Former US Solicitor General Walter Dellinger has explained in testimony before Congress that broccoli mandate-type arguments are erroneous in two ways. First, they get wrong how the relevant provisions of the Constitution apply to the facts of the health care market.
The minimum coverage provision [the individual mandate] of the Affordable Care Act tests no limits and approaches no slippery slope. Notwithstanding the improbable hypotheticals put forth by those bringing these lawsuits, Congress never has and never would require Americans to exercise or eat certain foods. Were Congress ever to consider laws of that kind infringing on personal autonomy, the judiciary would have ample tools under the liberty clause of the Fifth Amendment to identify and enforce constitutional limits..... What the Affordable Care Act regulates is not personal autonomy, but commercial transactions.

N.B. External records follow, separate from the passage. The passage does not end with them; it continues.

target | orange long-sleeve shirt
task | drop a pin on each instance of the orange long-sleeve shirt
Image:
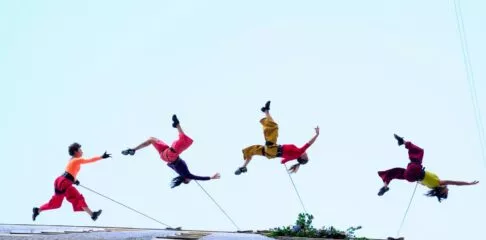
(74, 164)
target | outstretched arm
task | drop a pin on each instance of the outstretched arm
(93, 159)
(457, 183)
(313, 139)
(195, 177)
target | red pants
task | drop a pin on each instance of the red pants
(64, 188)
(178, 146)
(414, 170)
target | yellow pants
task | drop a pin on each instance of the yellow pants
(270, 131)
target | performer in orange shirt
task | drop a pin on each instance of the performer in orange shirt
(63, 185)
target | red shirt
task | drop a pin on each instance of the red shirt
(291, 152)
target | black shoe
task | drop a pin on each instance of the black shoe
(175, 121)
(35, 213)
(240, 170)
(266, 107)
(383, 190)
(399, 139)
(96, 215)
(128, 152)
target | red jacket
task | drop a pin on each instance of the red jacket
(291, 152)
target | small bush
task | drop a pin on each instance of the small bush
(303, 228)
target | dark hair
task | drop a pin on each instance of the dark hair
(437, 192)
(302, 160)
(74, 148)
(176, 181)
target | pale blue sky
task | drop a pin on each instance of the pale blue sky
(110, 74)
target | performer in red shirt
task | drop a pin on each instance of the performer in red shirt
(287, 152)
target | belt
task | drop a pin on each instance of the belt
(279, 151)
(67, 176)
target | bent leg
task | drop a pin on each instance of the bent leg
(253, 150)
(54, 203)
(415, 153)
(76, 199)
(181, 144)
(270, 130)
(394, 173)
(181, 168)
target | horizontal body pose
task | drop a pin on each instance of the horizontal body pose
(416, 172)
(63, 185)
(171, 155)
(272, 149)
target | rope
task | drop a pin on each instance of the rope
(470, 76)
(220, 208)
(296, 191)
(145, 215)
(406, 212)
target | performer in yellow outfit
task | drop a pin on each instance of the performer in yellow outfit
(416, 172)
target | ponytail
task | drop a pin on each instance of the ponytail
(437, 192)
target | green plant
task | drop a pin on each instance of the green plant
(303, 228)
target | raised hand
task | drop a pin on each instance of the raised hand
(105, 155)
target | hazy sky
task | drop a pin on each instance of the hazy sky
(110, 74)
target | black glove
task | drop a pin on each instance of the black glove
(106, 155)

Suggestions that sustaining the minimum coverage provision would mean that Congress could mandate the purchase of cars or comparable items are also disingenuous. The provision requiring minimum health insurance cannot be viewed in isolation. It is an integral part of regulating a health care market in which virtually everyone participates. No one can be certain he or she will never receive medical treatment. Health care can involve very expensive medical treatments that are often provided without regard to one's ability to pay and whose cost for treating the uninsured is often transferred to other Americans. These qualities are found in no other markets.
Dellinger further argued that slippery slope arguments are inherently unsuited for the sort of issues in question in the Affordable Care Act Case.

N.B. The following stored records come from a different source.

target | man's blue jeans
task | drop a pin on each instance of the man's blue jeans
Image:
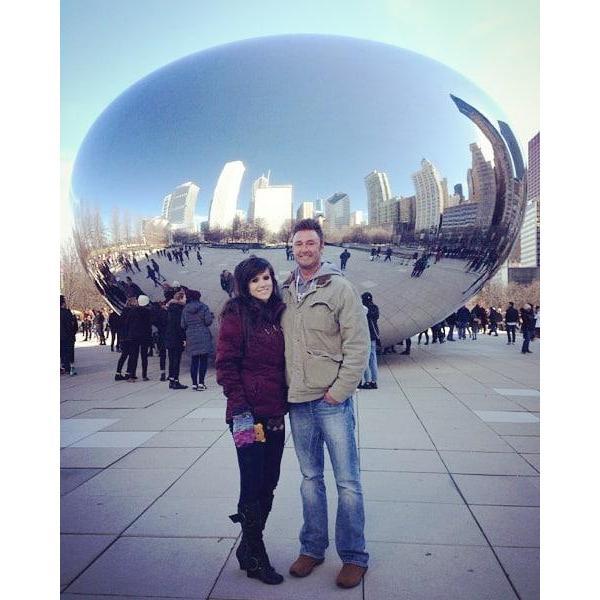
(314, 424)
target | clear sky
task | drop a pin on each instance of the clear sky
(108, 45)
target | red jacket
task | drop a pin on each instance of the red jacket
(252, 378)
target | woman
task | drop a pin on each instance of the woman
(370, 375)
(250, 367)
(195, 321)
(174, 338)
(140, 337)
(124, 337)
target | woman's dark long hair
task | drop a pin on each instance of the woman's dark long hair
(254, 313)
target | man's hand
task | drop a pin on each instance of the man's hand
(329, 398)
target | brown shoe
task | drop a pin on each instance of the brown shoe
(304, 565)
(350, 575)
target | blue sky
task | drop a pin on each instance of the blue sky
(108, 45)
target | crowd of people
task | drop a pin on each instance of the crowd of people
(300, 348)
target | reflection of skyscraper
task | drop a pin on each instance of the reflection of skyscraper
(484, 186)
(458, 192)
(305, 211)
(224, 202)
(429, 196)
(530, 230)
(378, 192)
(337, 211)
(272, 204)
(261, 182)
(179, 206)
(513, 146)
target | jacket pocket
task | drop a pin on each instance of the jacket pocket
(321, 370)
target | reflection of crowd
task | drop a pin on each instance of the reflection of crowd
(479, 320)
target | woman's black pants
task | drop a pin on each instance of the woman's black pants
(174, 362)
(198, 368)
(260, 465)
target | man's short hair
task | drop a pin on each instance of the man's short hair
(308, 225)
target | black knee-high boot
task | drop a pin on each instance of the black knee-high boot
(251, 553)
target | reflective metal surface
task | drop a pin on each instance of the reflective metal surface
(317, 113)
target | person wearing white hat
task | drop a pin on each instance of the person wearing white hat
(140, 338)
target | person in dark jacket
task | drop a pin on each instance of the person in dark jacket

Slippery slope arguments are themselves often slippery. Where the issue is simply whether something falls within the scope of a subject matter over which Congress is given jurisdiction to legislate, the parade of horribles marches all too easily. If it is within the scope of regulating commerce to set a minimum wage, one might argue, then Congress could set the minimum wage at $5000 an hour. Would that force us to conclude that Congress therefore cannot set any minimum wage at all? Were Congress to legislate the extreme hypotheticals envisioned by those bringing these challenges, there will be ample constitutional doctrines available for the judiciary to use for the imposition of limits.